Fix GPT2 attention scaling ignored in SDPA/FlashAttention by weiguangli-io · Pull Request #44397 · huggingface/transformers

weiguangli-io · 2026-03-02T16:14:37Z

What does this PR do?

GPT2Attention.forward() did not pass the scaling parameter to attention_interface, causing scale_attn_weights and scale_attn_by_inverse_layer_idx config options to be silently ignored when using SDPA or FlashAttention backends.

The eager attention implementation (eager_attention_forward) reads these flags directly from the module and applies scaling correctly. However, SDPA and FlashAttention rely on the scaling parameter passed to the attention function call — which GPT2 never provided.

Changes

modeling_gpt2.py: Compute self.scaling in GPT2Attention.__init__ by combining scale_attn_weights (1/√d_k) and scale_attn_by_inverse_layer_idx (1/(layer_idx+1)), following the same pattern used by LLaMA and other models.
modeling_gpt2.py: Pass scaling=self.scaling to attention_interface() in forward().
test_modeling_gpt2.py: Add test_gpt2_sdpa_matches_eager_with_scaling_configs that verifies SDPA and eager produce equivalent outputs when using non-default scaling configs.

Behavior table (before → after)

Config	Eager	SDPA before fix	SDPA after fix
`scale_attn_weights=True` (default)	÷√d_k	÷√d_k (PyTorch default, coincidental match)	÷√d_k ✓
`scale_attn_weights=False`	No scaling	÷√d_k (wrong)	No scaling ✓
`scale_attn_by_inverse_layer_idx=True`	÷(layer+1)	Ignored	÷(layer+1) ✓

…ends GPT2Attention.forward() did not pass the `scaling` parameter to `attention_interface`, causing `scale_attn_weights` and `scale_attn_by_inverse_layer_idx` config options to be silently ignored when using SDPA or FlashAttention backends. Compute the combined scaling factor in __init__ (following the pattern used by LLaMA and other models) and forward it to the attention interface so all backends produce consistent results. Fixes huggingface#44380

…2Attention) Co-Authored-By: Claude Opus 4.6 <noreply@anthropic.com>

vasqu

Some smaller comments but we got lucky on the default case tbh. Very good finding

vasqu · 2026-03-02T19:05:11Z

+        if self.scale_attn_weights:
+            self.scaling = self.head_dim**-0.5


I think we got lucky here because SDPA and FA will default to exactly this

vasqu · 2026-03-02T19:05:26Z

+        if self.scale_attn_by_inverse_layer_idx:
+            self.scaling /= float(self.layer_idx + 1)

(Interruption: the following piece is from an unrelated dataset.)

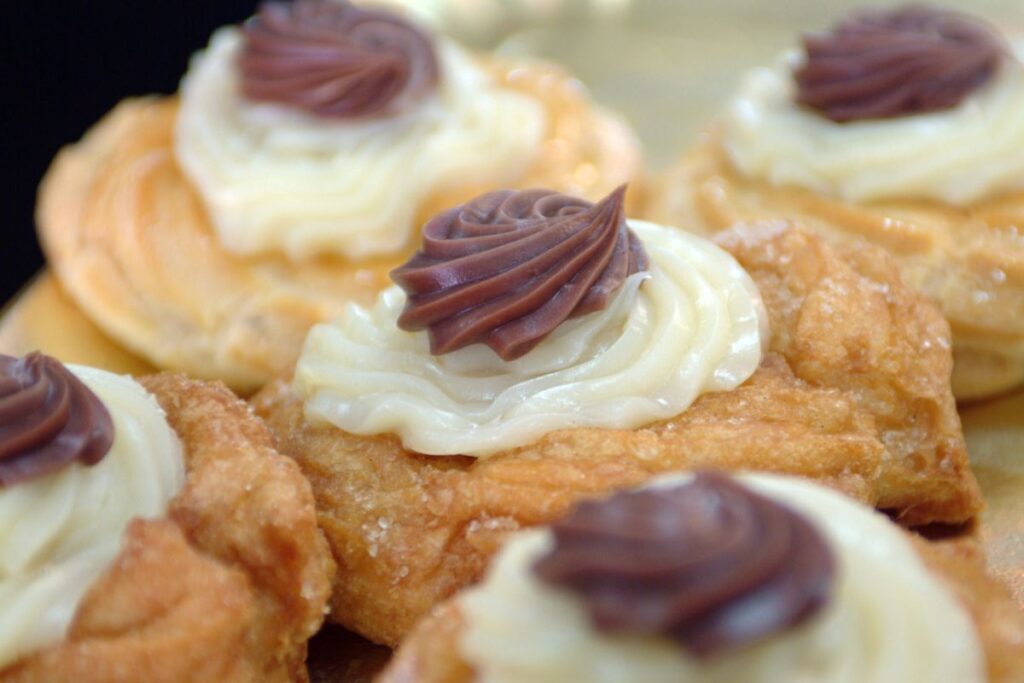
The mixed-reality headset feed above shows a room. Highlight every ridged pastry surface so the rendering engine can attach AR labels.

This is what was silently ignored then

vasqu · 2026-03-02T19:06:18Z

Imo, we can just use self.scaling in the eager forward as well then and copy from bert or similar (meaning the eager forward). No need for extra treatment then

Thanks for the review! Addressed in the latest commit (04f9ba9):

self.scaling is computed once in __init__ and used in both the _upcast_and_reordered_attn path (via baddbmm alpha) and the standard attention_interface path (via scaling=self.scaling).

The old per-forward scale factor computation in _upcast_and_reordered_attn is removed.

So no extra treatment — just self.scaling everywhere, same pattern as bert.

Let's also address https://github.com/OiPunk/transformers/blob/04f9ba9ff0e3de8a8b21c801ba79509328ff14da/src/transformers/models/gpt2/modeling_gpt2.py#L54-L79 then

We can be closer to Bert since we unify into self.scaling instead https://github.com/OiPunk/transformers/blob/04f9ba9ff0e3de8a8b21c801ba79509328ff14da/src/transformers/models/bert/modeling_bert.py#L115-L140

vasqu · 2026-03-02T19:08:02Z

        )
        result.loss.backward()

+    def test_gpt2_sdpa_matches_eager_with_scaling_configs(self):


Could we also check FA

Added! The FA test is at test_gpt2_fa2_matches_eager_with_scaling_configs — both tests use model.set_attn_implementation() to switch backends without reloading.

vasqu · 2026-03-02T19:08:49Z

+        config.scale_attn_by_inverse_layer_idx = True
+
+        # Eager attention (known-correct reference)
+        config._attn_implementation = "eager"


I'd rather use this after init, i.e. model.set_attn_implementation("eager")

vasqu · 2026-03-02T19:08:58Z

+            output_eager = model_eager(input_ids, token_type_ids=token_type_ids).logits
+
+        # SDPA attention (was buggy: ignored scaling configs)
+        config._attn_implementation = "sdpa"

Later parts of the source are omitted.